El 2 de noviembre celebramos la conmemoración de todos los fieles difuntos. Esta celebraciones una profesión de fe en la resurrección de Jesús y de todos los que creen en él. Desde esta esperanza, los cristianos, tanto en la Eucaristía como en la Liturgia de las Horas, pedimos por los difuntos. Lo hacemos cada día, por ejemplo, en las preces de Vísperas. Y sobre todo en las Plegarias Eucarísticas: <<concédeles el lugar del consuelo, de la luz de la paz>>, <<admítelos a contemplar la luz de tu rostro>>, <<recíbelos en tu Reino, donde esperamos gozar todos juntos de la plenitud de tu gloria>>, acógelos con amor en tu casa>>.
La realidad de la muerte la ha visto siempre la iglesia desde la fe cristiana y ha encomendado a sus difuntos a la misericordia de Dios, con la esperanza de la resurrección.

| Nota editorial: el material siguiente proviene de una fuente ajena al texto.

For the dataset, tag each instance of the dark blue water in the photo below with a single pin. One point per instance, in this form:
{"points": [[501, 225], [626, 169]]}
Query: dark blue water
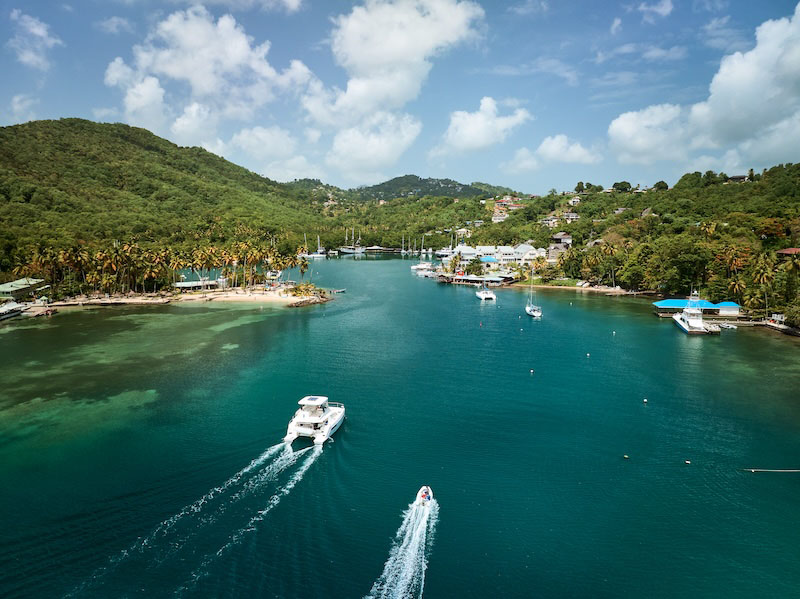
{"points": [[120, 429]]}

La conmemoración del 2 de noviembre tuvo su origen hacia el año 1000, con la decisión del abad de Cluny, san Odilón, que estableció que precisamente el día siguiente a la festividad de Todos los Santos, se celebrara este recuerdo por todos los Fieles Difuntos. La idea se extendió rápidamente por toda Europa, aunque en Roma sólo lo aceptaron en el siglo XIV.